Crime passionnel

Crime passionnel

Christelle Kahla

Curated by: Camille Besson & Haydée Marin Lopez

Café des Glaces, Tonnerre, France

09.07 – 01.10 2022

Still Life

The crime of passion does not exist. It is an invention. In France, the term crime of passion has no legal reality. I read that in the 19th century, the press was delighted with crimes and enjoyed recounting them in the form of serial, as if they were episodes of a fictional series. The murders of women by their husbands are then presented as the consequences of destructive love passions. A scenario allowing to evacuate the reality of the crime to transform it into a tragic love story and thus to shift sadly into a fiction.

In « Crime passionnel » by Christelle Kahla, the scenario takes place in the town of Tonnerre, at a place called Café des Glaces. In another life, Tonnerre had a splendid period, the building is witness of it. Its ballroom faceted with mirrors, its rooms with their private bathroom, its café on the ground floor. We are far from the France of « Amélie Poulain » and closer to that of « Retourning to Reims ». The period is the one of Thomson, of the video recorder and its fall at the arrival of the CD, and then, inevitably, of Internet.

At the Café des Glaces, Christelle Kahla occupies the first floor : the ballroom and a room next to it with its own bathroom. Inside these two spaces, she has created a huis clos, a decor overloaded with symbolic elements, like theatrical artifices, where a female character seems to have infused the space, a character more emblematic than charismatic, who illustrates her gender more than her real person. This « she » suggested by her traces is relegated to the status of a ghostly image.

The plot is thus played out on this character, attracted by the reflection of the surface, who seems to fantasize her identity, to model, transform and undo herself through the gestures of desire, of alienation and of the desperate quest for feelings : a character who dies of not being seen or of being badly seen or of wanting to be the image of the beloved. The gaze of the other, then, potentially becomes the weapon of the crime.

In Kahla’s scenario, it is not so much the spectator who sees the character, but rather the character who shows and exhibits herself. The spectator is not in the position of voyeur because what he discovers is a being already waiting to meet their gaze. They can therefore only be a scientific expert. They must cleanse the scene before taking a look, stick to the facts and avoid hasty conclusions.

What we can say is that Christelle Kahla’s painting is a work in the studio completed by interventions in situ. She generally uses spray paint and, more recently, for the Café des Glaces, make-up. The technique is laborious, precise, clean and leaves just a little space for improvisation. Premeditated would conclude the experts.

For « Crime Passionnel » she assembles and organizes into a plastic entity a group of objects, which she loads by spraying them – from a palette limited to a bright pink and a smoky black – with feminine, BDSM and ornamental allusions.

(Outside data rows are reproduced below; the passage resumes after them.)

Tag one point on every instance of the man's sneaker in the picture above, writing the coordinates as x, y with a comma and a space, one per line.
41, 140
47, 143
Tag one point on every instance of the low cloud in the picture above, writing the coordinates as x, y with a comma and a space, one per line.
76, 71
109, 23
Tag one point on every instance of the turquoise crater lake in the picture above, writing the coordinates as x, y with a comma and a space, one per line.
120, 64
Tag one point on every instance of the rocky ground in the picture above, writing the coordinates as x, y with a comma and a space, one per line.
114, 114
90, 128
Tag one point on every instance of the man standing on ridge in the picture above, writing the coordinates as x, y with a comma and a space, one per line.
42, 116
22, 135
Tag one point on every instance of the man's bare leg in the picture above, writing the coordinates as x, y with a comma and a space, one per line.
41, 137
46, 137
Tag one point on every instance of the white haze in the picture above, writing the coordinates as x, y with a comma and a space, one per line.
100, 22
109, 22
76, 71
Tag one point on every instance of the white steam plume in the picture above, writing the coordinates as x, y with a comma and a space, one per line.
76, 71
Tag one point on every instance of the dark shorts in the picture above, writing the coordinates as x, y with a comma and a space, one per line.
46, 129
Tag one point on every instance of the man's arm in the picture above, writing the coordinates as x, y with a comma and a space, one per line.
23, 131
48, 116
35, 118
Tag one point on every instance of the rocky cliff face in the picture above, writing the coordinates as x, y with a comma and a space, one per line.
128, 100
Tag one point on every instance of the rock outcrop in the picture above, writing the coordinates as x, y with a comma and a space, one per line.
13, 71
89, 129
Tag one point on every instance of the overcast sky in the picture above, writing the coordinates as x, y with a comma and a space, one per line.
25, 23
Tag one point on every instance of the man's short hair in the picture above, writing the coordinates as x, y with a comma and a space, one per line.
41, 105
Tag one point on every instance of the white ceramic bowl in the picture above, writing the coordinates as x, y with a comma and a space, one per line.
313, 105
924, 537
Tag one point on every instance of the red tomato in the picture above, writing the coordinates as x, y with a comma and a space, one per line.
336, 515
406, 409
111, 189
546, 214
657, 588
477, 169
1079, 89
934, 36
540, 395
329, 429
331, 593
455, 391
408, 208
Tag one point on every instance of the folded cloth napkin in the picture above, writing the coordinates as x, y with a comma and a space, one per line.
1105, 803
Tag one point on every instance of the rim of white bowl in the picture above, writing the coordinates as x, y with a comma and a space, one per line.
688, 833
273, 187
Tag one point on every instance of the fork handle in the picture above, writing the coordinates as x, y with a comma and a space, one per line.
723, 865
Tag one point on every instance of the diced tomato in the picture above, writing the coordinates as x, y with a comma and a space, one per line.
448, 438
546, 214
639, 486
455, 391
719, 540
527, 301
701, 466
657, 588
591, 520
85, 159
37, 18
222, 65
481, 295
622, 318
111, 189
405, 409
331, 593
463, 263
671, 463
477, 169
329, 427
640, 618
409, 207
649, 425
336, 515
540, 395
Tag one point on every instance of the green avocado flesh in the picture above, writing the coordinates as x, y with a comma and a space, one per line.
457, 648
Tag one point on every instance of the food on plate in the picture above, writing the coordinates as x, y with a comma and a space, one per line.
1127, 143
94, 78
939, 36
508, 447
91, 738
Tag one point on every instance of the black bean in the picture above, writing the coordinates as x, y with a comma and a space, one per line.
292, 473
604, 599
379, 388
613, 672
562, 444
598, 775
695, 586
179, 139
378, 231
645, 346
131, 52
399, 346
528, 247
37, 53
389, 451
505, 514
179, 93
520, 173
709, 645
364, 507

She overlays the objects and sprays color onto their surfaces, creating interlacing and alternating patterns that, in places, veer into abstraction. The objects represented certainly retain their symbolic value, but the aesthetic aspect of the painting takes on a primordial importance. The space becomes a life-size still life in which the artist proves her skill.

Using spray paint, as well as stencils made from various objects, Kahla creates an effect reminiscent of photograms – photographic images produced without a camera by placing objects on light-sensitive paper and exposing it to light.

Whether it’s a series of monumental curtains, mirrors falsely tagged with lipstick, or underwear overprinted on other objects, Kahla seems to take pleasure in pushing objects against each other, forcing their contact, their attachment as if to exhaust their forms.

« Crime Passionnel » has only one goal : to deepen the superficiality by the means of the superficiality. To dig by the play of evocations, collage, juxtaposition, a background of images to which the scenario appeals. Not to resort to anything other than the surface, to show the surface.